Representatives of the EU, the IMF, the ECB, and the European Stability Mechanism (ESM) – along with key eurozone finance ministers such as Germany’s Olaf Scholz – will hold discussions at the end of the week, on the sidelines of the IMF’s spring meeting in Washington.
The whopping 330 billion euro Greek national debt, seventy percent of which is in the hands of European creditors, must over the long haul be replaced with market borrowing, and the issue according to BNB Paribas is to persuade markets that this transition will lead to manageable borrowing needs.
According to the assessment of the Petersen Institute, even if the debt relief measures agreed to by the Eurogroup were to be implemented completely, the Greek debt would not be rendered viable, and a nominal reduction of the debt would be necessary, as long as it does not violate European rules.
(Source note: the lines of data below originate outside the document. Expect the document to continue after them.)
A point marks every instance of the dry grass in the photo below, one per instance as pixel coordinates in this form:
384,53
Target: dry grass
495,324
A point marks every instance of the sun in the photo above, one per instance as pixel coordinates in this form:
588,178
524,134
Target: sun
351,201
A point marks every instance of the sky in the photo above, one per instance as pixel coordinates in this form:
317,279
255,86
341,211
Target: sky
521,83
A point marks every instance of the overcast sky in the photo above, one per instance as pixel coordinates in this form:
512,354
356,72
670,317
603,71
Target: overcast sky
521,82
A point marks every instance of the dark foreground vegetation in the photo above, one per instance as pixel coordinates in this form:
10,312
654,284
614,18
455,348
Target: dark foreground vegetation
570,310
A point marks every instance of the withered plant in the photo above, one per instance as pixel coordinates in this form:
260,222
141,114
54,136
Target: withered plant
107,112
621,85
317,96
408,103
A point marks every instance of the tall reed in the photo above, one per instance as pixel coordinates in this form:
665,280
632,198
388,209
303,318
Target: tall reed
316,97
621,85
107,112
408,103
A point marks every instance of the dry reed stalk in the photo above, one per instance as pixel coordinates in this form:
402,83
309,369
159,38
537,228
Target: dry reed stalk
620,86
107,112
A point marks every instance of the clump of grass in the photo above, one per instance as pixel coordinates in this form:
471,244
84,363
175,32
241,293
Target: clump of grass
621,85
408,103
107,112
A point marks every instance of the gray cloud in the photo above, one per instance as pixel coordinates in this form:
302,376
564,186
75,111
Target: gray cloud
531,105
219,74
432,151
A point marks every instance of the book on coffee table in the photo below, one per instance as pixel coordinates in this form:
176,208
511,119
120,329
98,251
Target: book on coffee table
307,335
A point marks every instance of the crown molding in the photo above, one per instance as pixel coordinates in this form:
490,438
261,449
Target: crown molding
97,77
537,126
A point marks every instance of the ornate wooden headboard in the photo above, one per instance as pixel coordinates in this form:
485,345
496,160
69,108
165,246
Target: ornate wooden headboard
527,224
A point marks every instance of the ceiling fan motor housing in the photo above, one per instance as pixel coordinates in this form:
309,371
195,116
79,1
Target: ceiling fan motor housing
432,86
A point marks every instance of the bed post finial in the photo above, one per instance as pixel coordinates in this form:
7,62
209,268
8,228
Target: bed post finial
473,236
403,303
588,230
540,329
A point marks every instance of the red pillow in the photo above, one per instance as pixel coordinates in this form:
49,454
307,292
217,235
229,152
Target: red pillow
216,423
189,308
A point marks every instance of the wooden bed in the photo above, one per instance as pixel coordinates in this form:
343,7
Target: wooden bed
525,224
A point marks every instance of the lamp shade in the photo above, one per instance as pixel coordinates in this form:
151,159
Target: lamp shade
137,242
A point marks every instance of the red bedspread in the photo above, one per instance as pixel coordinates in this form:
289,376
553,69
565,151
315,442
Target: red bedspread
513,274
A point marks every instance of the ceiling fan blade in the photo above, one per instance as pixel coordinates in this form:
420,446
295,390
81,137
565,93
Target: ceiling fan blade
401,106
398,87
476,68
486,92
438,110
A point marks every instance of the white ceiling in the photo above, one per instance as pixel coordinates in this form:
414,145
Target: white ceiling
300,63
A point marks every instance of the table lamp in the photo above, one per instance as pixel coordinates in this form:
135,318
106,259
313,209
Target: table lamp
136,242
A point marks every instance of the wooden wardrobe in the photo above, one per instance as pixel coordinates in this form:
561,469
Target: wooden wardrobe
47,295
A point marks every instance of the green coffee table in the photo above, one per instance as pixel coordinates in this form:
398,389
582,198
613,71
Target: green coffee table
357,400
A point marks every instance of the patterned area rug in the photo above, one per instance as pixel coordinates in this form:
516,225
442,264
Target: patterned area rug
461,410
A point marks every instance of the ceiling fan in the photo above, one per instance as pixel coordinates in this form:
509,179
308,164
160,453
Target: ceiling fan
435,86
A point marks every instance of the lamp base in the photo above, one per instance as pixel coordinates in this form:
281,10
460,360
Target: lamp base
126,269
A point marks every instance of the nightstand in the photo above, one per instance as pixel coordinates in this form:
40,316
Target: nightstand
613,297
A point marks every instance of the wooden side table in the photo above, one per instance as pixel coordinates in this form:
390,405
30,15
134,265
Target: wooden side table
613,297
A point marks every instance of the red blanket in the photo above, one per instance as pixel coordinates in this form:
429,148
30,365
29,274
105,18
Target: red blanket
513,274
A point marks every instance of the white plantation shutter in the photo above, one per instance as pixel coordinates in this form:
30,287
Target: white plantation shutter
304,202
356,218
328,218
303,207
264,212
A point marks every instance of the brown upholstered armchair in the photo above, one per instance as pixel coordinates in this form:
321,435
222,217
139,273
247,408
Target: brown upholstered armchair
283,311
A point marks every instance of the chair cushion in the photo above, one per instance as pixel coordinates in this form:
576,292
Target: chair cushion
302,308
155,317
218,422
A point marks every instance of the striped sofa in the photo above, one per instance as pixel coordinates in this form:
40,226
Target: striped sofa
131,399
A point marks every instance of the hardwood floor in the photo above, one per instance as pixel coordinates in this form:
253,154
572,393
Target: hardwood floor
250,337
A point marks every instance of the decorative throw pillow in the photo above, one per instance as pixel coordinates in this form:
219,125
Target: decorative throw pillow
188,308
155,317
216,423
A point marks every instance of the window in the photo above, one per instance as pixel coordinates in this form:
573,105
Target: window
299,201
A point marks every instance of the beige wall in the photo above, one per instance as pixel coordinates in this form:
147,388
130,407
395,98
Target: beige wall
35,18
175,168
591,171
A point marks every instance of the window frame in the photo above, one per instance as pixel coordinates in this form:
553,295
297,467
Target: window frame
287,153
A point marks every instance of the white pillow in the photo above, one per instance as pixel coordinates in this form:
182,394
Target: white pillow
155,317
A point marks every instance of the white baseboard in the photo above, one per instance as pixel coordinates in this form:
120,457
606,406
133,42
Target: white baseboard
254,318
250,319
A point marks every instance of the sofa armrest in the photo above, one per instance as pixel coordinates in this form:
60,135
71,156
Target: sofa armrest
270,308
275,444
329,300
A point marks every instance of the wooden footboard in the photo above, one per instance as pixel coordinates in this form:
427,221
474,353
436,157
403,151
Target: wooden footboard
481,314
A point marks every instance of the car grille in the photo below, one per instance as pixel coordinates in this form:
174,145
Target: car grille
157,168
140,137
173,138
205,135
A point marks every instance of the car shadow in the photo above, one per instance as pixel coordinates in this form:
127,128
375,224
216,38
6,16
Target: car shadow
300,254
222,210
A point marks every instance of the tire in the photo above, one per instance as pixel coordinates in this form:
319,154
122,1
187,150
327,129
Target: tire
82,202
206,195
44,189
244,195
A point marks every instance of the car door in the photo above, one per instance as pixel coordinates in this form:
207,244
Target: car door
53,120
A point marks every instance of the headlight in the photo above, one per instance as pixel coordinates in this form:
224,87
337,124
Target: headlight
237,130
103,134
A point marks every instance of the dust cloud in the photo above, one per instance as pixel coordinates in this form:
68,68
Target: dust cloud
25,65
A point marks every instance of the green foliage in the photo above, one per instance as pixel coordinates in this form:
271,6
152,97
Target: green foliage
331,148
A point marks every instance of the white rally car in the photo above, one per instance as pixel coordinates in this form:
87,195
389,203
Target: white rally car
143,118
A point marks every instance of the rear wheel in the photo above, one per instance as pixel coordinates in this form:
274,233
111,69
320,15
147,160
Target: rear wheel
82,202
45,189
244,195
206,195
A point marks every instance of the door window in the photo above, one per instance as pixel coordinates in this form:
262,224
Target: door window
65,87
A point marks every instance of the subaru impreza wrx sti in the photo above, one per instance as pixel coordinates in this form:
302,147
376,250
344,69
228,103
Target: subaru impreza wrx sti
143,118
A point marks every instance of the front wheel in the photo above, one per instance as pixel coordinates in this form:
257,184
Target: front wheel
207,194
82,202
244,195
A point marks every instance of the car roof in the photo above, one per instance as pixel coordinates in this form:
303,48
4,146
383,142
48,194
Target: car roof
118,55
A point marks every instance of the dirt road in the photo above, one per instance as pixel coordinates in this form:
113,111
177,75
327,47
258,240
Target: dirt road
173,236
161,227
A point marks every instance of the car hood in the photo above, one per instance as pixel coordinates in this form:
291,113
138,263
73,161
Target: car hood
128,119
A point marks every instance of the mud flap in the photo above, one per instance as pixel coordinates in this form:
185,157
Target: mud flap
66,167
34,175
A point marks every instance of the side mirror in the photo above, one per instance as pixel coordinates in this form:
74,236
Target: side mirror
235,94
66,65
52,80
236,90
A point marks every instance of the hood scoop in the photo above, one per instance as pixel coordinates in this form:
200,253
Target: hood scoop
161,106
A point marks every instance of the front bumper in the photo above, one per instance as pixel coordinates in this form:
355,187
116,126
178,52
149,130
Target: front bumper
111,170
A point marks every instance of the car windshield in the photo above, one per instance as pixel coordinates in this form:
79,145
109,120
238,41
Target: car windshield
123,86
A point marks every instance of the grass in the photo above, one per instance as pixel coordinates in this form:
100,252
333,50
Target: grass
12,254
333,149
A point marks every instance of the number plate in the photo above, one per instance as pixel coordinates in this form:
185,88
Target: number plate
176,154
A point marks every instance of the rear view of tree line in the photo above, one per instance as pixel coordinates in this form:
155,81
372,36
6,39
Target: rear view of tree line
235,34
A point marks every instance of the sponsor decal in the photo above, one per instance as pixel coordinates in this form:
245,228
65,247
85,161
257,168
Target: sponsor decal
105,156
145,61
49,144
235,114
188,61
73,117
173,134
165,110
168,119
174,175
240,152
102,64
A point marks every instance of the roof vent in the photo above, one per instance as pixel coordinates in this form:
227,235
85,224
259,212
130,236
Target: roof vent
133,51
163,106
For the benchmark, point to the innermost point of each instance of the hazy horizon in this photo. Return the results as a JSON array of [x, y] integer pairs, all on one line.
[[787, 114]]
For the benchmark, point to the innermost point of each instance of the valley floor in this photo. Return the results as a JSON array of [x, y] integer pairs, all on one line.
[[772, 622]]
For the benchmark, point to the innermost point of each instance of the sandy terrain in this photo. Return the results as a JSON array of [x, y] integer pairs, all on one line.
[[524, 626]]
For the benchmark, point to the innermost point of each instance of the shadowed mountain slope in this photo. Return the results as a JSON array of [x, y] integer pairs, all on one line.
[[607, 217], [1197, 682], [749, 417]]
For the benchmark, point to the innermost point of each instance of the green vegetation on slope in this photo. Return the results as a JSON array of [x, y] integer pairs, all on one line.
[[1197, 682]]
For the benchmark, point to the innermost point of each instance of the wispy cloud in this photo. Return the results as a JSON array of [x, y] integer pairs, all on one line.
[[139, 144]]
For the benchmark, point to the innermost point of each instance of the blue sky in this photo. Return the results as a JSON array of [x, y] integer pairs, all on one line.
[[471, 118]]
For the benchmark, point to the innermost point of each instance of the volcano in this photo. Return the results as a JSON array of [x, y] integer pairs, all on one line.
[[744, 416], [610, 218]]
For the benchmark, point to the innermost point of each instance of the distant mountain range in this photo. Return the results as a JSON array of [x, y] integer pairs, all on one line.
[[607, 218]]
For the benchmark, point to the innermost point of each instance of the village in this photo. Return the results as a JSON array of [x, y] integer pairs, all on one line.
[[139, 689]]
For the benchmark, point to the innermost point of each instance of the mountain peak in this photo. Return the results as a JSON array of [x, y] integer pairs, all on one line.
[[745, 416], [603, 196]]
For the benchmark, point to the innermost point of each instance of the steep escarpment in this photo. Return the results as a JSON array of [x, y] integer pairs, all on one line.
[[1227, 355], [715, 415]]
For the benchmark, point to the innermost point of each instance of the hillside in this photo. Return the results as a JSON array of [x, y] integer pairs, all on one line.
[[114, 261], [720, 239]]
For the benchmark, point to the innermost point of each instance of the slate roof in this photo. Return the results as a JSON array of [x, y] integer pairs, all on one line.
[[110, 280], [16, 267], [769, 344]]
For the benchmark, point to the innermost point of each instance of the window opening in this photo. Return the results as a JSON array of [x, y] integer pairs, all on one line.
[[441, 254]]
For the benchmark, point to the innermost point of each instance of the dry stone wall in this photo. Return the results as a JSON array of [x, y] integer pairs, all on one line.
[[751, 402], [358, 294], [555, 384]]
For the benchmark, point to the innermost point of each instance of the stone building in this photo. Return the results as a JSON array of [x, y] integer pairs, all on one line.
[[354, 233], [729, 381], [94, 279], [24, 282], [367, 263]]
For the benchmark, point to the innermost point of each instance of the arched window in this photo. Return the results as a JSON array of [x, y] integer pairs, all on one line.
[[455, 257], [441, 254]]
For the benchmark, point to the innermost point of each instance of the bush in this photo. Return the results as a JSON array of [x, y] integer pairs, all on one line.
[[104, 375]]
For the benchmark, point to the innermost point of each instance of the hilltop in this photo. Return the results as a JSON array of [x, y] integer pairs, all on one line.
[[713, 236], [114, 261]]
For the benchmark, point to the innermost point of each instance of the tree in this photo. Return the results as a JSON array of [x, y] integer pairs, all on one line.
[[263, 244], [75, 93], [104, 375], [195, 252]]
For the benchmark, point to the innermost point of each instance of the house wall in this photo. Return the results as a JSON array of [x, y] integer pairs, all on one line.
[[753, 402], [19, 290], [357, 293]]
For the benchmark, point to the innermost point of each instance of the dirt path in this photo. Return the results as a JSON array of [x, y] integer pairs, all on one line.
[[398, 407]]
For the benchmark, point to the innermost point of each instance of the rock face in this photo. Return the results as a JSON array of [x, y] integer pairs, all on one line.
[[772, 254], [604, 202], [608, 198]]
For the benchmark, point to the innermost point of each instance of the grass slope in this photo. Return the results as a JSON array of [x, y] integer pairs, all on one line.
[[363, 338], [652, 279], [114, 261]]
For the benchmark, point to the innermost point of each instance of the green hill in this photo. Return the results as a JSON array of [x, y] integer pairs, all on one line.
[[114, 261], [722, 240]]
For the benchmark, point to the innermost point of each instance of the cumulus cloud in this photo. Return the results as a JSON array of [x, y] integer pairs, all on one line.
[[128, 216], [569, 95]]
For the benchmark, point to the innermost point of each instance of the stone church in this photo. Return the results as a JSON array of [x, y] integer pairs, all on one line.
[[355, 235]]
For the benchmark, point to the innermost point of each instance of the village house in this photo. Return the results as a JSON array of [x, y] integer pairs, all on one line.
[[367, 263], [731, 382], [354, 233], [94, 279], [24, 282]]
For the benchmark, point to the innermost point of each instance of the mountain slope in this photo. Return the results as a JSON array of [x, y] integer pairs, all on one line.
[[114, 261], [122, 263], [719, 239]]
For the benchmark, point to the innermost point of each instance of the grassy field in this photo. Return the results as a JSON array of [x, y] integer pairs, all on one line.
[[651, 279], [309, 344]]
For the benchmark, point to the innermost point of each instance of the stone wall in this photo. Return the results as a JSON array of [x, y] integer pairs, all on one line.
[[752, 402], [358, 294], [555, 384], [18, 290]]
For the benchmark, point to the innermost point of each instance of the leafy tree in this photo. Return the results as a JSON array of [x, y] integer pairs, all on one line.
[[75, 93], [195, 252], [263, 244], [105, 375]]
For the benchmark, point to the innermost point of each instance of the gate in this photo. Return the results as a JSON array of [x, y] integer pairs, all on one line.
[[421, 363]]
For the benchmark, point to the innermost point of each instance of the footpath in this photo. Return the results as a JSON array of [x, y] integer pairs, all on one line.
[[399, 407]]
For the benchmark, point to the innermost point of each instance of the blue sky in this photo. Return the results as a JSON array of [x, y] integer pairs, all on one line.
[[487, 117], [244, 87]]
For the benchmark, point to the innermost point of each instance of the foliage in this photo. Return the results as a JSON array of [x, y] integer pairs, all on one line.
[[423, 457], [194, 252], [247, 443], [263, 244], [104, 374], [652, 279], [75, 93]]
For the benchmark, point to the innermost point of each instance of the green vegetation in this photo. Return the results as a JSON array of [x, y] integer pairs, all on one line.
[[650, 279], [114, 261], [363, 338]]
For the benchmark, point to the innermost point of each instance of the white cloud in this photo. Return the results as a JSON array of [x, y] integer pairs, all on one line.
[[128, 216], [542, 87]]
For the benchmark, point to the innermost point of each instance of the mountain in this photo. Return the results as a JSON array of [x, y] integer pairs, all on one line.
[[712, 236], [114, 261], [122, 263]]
If Greece exits the programme with the Eurogroup measures alone, even under the best case scenario the debt will not be viable by the end of 2020, and sooner under a less favourable scenario.
European lenders have ruled out a haircut, but they are willing to provide relief in ensuring that gross financing needs do not exceed 15 percent of GDP in the medium-term, and 20 percent in the long term.
In May, 2016, the Eurogroup had announced a willingness to offer medium-term debt relief by extending maturities, and postponing interest payments on 2012-2014 EFSF loans, which are the bulk of Greece’s official debt.
But a number of other measures have also been placed on the table in efforts to bridge the chasm between the IMF and Greece’s European creditors as regards debt relief.